Tuesday, January 8, 2013

Hangzhou Pian Er Chuan Mian





Pian Er Chuan Mian (I can't decipher the meaning) is a popular noodle dish in Hangzhou, China and I've always wanted to make it but I couldn't get hold of yellow chives, fresh winter bamboo shoots and fresh straw mushrooms at the same time. With Chinese New Year a month from now, most supermarkets are stocking their shelves with Chinese goods, including veggies. Thai Seng next to Kian Kok School is busy with shoppers and I enjoy going there for Chinese veggies such as lotus roots, sweet pea sprouts and kailan stems. Sometimes they even bring in yellow chives, a very fragile veggie that wilts and sweats almost as soon as it is unpacked from the box. I think yellow chives are grown the same way as white asparagus, that is, without sunlight and so both the green and yellow/white variety are the same specie. Tastewise, yellow chives are sweeter than ordinary green chives and more tender. Chinese chives, btw, are not the same as western chives. Chinese chives are flat-bladed and have a strong garlicky smell, and are even more pungent than green Chinese chives.

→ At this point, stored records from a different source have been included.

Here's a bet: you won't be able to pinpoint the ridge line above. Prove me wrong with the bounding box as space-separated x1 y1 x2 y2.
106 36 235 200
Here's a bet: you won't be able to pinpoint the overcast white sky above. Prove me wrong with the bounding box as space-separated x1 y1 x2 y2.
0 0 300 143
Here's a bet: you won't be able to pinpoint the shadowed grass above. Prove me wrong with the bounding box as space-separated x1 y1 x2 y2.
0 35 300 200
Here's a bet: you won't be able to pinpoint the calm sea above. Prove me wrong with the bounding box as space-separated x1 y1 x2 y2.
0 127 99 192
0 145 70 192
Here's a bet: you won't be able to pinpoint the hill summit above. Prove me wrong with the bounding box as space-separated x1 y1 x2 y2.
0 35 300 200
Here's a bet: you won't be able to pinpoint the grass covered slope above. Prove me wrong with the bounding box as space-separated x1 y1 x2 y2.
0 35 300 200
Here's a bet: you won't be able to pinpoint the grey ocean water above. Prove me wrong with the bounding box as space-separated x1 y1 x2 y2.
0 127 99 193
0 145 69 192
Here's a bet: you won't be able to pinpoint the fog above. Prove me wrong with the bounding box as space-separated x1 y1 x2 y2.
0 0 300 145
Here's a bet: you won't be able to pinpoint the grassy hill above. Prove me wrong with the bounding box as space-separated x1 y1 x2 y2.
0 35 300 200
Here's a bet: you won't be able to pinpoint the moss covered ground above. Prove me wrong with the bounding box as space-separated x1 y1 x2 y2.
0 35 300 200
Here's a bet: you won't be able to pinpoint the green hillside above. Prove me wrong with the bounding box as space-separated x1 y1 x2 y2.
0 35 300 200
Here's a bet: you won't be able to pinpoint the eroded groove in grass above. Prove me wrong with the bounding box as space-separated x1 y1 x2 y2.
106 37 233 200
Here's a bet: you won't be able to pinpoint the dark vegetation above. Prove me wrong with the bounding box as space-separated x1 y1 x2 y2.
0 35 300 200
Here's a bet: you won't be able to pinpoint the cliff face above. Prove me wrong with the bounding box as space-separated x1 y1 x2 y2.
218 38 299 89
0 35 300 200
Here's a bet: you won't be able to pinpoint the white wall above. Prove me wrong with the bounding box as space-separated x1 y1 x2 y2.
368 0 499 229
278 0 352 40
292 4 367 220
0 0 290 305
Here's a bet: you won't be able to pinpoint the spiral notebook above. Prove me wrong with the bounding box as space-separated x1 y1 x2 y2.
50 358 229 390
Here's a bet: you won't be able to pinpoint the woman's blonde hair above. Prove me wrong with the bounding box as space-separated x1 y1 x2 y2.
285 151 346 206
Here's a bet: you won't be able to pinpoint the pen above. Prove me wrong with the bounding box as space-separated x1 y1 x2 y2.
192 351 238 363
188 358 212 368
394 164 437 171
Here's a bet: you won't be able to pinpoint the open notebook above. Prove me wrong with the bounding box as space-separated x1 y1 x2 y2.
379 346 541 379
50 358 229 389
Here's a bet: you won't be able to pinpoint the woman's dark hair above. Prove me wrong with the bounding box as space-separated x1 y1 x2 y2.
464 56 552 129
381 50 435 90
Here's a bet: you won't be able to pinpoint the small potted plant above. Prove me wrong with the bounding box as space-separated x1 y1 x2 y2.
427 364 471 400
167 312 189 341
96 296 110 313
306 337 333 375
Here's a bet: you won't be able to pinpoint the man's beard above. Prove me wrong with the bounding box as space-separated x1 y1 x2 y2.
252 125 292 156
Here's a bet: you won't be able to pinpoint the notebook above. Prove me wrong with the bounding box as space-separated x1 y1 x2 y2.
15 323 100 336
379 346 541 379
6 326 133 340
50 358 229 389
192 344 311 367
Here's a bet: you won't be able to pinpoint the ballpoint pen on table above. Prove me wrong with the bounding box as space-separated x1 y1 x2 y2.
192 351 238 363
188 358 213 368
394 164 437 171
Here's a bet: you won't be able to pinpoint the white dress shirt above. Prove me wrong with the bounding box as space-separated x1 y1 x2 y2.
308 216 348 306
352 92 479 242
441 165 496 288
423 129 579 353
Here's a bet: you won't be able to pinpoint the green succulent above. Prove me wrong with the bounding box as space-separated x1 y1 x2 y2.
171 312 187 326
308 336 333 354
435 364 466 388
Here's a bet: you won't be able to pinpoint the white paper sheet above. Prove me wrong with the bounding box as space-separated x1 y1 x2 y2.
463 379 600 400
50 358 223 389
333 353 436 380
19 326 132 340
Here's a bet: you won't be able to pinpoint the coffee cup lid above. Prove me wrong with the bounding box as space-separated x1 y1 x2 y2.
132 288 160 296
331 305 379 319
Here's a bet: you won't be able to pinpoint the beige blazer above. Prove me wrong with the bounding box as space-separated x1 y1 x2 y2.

Right. To make this noodle dish, you need the following ingredients:


Upper row, left to right: straw mushrooms, yellow chives, fresh wheat noodles.
Lower row, left to right: pork, Chinese ham, xue cai, fresh bamboo shoots.

The noodles are fresh wheat noodles, much like ramen noodles. Do not use Cantonese wonton noodles or local oily wheat noodles. This is one tasty noodles dish, especially with some thick chili oil paste.


Hangzhou Pian Er Chuan Mian (serves 4 or more)

500g fresh wheat noodles
300g lean pork, in thin slices
150g fresh straw mushrooms, sliced into two or three slices
150g xue cai ("snow veggie", a preserved veggie)
100g fresh winter bamboo, in thin slices
30g Chinese ham, in thin slices
10 cups chicken or pork stock
2 T lard + 2 T veg oil
salt and white pepper to taste

1. Marinade the pork with 1 T light soy sauce, 1 t corn starch, 1 T water & 1/2 t sugar for about 1 hour. Fry the pork in 1 T veg oil until just cooked. You can do this ahead.
2. Simmer the stock with the ham in a covered pot for about 1/2 hour. Top up the stock if it is reduced. This can also be done ahead.
3. Bring a large pot of water to the boil and cook the noodles, stirring well to loosen the strands and cook evenly. (While noodles are cooking, keep the soup simmering in another pot.) Check by breaking a strand of noodle with your fingernails. The noodles are cooked when there's no white uncooked dough in the center. Do not overcook. Drain the noodles.
4. Heat up a wok, add the lard and oil and fry the xue cai, mushrooms and bamboo shoots. Add the stock and season with 1 T rice wine/ Shaoxin wine and salt and white pepper to taste. Bring to a rolling boil and add the chives. Turn the heat off.
5. You can serve the noodles in individual bowls or in one big pot, adding the boiling soup to the noodles in the bowls or pot. Serve immediately.

6 comments:

Sofia Clara said...

This look, sounds and probably tastes delicious!
I had never head of Chinese ham before this - it looks very similar to typical Spanish dry-cured ham. :)

Blur Ting said...

I love yellow chives too and they're available all year round in Singapore. They're called 'huang di cai'here.

Kelly Siew said...

Sounds yummy! I like any type of noodles really.

terri@adailyobsession said...

sofia: you aren't the first one to not hv heard of chinese ham. according to wikipeida, the first recorded mention of chinese ham (specifically jinhua ham) was done 618 to 907 AD and it is likely tt marco polo brought the dry ham production method to europe. i've always found chinese ham similar to procuitto except chinese ham is deeper and stronger in flavor, but dryer and coarser than italian or spanish ham.

blurting: all year round! so lucky!

kelly: me too, very much prefer noodles to rice or bread:)

Agnes Yong said...
This comment has been removed by the author.